One could argue that this is deliberate, that
Archer, representing humanity, is supposed to be making a
lot of mistakes the first time out. I don't object to the
premise, but that doesn't explain why the captain is so timid
all the time. The people who blaze the trail can't be afraid
of going down the wrong path. Brannon Braga stated in a recent
Star Trek: The Magazine interview that he enjoys seeing
Archer being a little naive, needing the Vulcan's help. Guess
what, Brannon: much like George Lucas found out with The
Phantom Menace, just because you enjoy it doesn't
mean the audience thinks it's cool. We can forgive
Hoshi, drawn as she is as the ship's designated Ensign Screaming
Meemie (in the grand tradition of Pavel Chekov, Sonia Gomez,
Ezri Dax, and Harry Kim), because we know she's going to grow
out of it. The captain should be well beyond this kind of
behavior. He rants in "Broken Bow" that he wants to prove
that humanity is ready for the stars and doesn't need the
Vulcans to hold our species's hand, but all his behavior points
towards a longing for approval from some authority who knows
better than he does. Archer is shy, blustery, desperate for
an Attaboy, uncomfortable in his uniform. Nobody's attracted
to that. Trip's inadvertent fling with the Xyrillian engineer
had more spark than Archer has had with any of the catsuited
babes shoved his way. For that matter, there was more chemistry
in "Shuttlepod One" than in all the rest of the first season.
I don't think Archer is a bad guy. I think he
can be the captain this Enterprise needs. There have
been a few moments when Archer, or Bakula, seemed to break
out of puppy mode. Twice he's threatened someone he was going
to "knock you on your ass" (T'Pol before she was working for
him in "Broken Bow" and a dehydrated Trip in "Desert Crossing").
It was coarse, but it was clearly heartfelt, and without doubt.

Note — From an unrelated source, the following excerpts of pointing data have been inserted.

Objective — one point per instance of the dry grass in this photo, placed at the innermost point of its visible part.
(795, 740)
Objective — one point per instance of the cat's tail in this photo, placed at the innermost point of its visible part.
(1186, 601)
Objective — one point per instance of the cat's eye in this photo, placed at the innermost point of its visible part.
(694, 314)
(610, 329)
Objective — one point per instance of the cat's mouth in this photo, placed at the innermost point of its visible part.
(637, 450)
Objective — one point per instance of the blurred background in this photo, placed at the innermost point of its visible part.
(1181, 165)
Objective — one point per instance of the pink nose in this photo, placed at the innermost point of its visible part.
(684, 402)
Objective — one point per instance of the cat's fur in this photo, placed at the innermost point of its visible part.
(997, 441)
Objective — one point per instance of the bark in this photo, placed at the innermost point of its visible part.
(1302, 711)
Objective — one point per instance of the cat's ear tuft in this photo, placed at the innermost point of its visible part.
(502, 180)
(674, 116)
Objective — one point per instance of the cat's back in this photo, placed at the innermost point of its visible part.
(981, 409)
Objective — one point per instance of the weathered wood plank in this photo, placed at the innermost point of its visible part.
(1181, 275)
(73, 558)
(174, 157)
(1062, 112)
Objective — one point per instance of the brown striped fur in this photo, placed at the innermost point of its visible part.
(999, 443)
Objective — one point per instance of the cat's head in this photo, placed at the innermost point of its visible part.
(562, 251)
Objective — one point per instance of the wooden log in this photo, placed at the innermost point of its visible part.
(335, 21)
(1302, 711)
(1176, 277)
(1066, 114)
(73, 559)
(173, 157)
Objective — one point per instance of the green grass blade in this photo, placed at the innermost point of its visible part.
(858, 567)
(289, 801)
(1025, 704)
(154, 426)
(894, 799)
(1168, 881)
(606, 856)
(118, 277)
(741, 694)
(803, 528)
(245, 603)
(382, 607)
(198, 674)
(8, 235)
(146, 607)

That clarity of purpose may have come from anger, but at least
it was there. He has the potential. He is capable of
making the hard decisions, as he did in "Dear Doctor" (whether
we agree with him is a different issue). But he has to believe
in himself, and he has to be allowed to be himself.
He can't keep walking in the footsteps of a man who hasn't
been born yet. B&B should take note: if we want Classic
Trek, we'll pop in a tape or a DVD and watch the actual episodes.
The theme of Star Trek is exploration, boldly going where
we haven't been before -- so go there.